Knicks Score Steal: Mikal Bridges Gives Hometown Discount

The New York Knicks scored a major coup this offseason as Mikal Bridges gave the team a hometown discount.

Bridges agreed to a four-year, $150 million extension on July 31, ESPN’s Shams Charania reports, with a player option for the 2029-30 season and a trade kicker.

It was $6 million less than the maximum Bridges could have signed.

“Bridges takes a slight discount from his max extension number ($156M) in order to help the Knicks have flexibility to continue building the roster and add pieces to the East championship contender,” Charania wrote on X.

Bridges also had the option to delay signing an extension next summer when he could add another year and more money, according to SNY’s Ian Begley. But Bridges followed Jalen Brunson’s lead.

Brunson, the Knicks captain and Bridges’ college teammate at Villanova, also signed a four-year, $156.5 million extension last year. Had he waited until this summer, Brunson could have signed for a five-year, $269.1 million deal, essentially giving the Knicks a $113 million discount and the wiggle room to extend Bridges.

“He wants to be here and wants to win here,” a league source told SNY’s Begley.

The Knicks will also have to decide on the long-term future of center Mitchell Robinson, whose four-year, $60 million contract expires after next season.

The flexibility the Knicks gained from Bridges’ discounted deal will help them in their bid to retain Robinson, who is their best rim protector and one of the league’s most prolific offensive rebounders.


Mikal Bridges’ Uneven First Season

The 28-year-old Bridges had a roller-coaster first season with the Knicks. He averaged 17.6 points on 50% shooting wth 3.7 assists, 3.2 rebounds and nearly a steal across all 82 games in the regular season.

But his first season with the Knicks will be remembered for two key moments — his disconnect with the recently fired coach Tom Thibodeau and his heroics in their second-round win against the Boston Celtics.

The Bridges-Thibodeau episode signaled the beginning of the end of the Thibodeau era in New York.

“Sometimes it’s not fun on the body,” Bridges told reporters in March. “But you want that as a coach, and also talked to him a little bit knowing that we’ve got a good enough team where our bench guys can come in and we don’t need to play 48 [minutes], 47.

“We’ve got a lot of good guys on this team that can take away minutes. Which helps the defense, helps the offense, helps tired bodies being out there and giving up all these points.
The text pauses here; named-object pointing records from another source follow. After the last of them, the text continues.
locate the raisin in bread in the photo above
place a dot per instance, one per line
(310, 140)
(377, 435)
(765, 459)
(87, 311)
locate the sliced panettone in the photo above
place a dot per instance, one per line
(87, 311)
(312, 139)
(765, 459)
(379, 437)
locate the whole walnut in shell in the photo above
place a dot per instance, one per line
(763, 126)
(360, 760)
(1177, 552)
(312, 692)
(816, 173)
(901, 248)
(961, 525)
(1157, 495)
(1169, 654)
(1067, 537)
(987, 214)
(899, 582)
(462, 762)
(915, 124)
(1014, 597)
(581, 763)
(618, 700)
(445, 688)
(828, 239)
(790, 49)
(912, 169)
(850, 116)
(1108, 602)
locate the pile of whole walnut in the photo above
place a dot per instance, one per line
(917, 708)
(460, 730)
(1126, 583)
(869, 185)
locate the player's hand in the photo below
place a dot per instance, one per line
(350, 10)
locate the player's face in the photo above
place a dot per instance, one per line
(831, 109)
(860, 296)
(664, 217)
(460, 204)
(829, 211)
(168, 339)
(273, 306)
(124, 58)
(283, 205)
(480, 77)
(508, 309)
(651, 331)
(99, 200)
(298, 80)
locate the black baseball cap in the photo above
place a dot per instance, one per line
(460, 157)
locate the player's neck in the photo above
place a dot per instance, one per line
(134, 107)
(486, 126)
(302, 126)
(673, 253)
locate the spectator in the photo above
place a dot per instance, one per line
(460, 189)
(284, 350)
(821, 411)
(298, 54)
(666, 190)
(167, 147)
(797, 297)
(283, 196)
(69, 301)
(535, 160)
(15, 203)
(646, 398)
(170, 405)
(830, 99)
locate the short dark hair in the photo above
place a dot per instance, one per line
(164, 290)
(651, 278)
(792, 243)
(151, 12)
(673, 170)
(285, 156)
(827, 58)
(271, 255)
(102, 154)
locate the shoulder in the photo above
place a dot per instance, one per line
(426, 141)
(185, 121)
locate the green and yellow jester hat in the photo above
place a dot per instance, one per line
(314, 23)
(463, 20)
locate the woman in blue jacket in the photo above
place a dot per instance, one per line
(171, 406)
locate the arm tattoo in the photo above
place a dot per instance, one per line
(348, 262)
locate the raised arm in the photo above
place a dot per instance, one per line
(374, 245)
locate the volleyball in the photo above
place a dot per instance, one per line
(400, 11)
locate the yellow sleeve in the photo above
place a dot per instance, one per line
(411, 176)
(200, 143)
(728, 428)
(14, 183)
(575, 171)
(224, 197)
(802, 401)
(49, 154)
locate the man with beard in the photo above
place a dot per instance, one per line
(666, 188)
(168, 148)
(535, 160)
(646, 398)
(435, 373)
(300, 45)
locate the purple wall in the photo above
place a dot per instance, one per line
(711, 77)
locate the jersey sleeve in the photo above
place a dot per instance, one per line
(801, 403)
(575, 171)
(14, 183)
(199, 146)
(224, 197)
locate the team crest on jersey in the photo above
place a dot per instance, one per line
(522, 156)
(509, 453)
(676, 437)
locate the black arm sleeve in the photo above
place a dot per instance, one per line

It helps just keeping fresh bodies out there.”

Thibodeau denied they had a conversation, which showed cracks in the Knicks locker room that eventually contributed to the veteran coach’s firing at the end of the franchise’s most successful season in a quarter-century.

With Thibodeau gone, there will be more pressure on Bridges to deliver next season under new coach Mike Brown.


Knicks Add Mikal Bridges’ Coach in Phoenix

The Knicks will add two of Brown’s former assistants from the Sacramento Kings, Charles Allen and Riccardo Fois, according to Hoopshype’s Michael Scotto.

Allen spent the past season as player development coach for the Kings. He previously worked as an assistant video coordinator for the Phoenix SunsUtah Jazz and the Kings before his promotion to become head of video coordinators and later on as a player development/assistant coach.

On the other hand, Fois worked under Brown for the first half of last season in Sacramento. The 38-year-old Italian coach remained with the team after Brown’s dismissal. But the Kings did not bring him back after the season ended.

Brown is not only the connection Fois has to the Knicks organization. He has also worked with Bridges during their time together in Phoenix.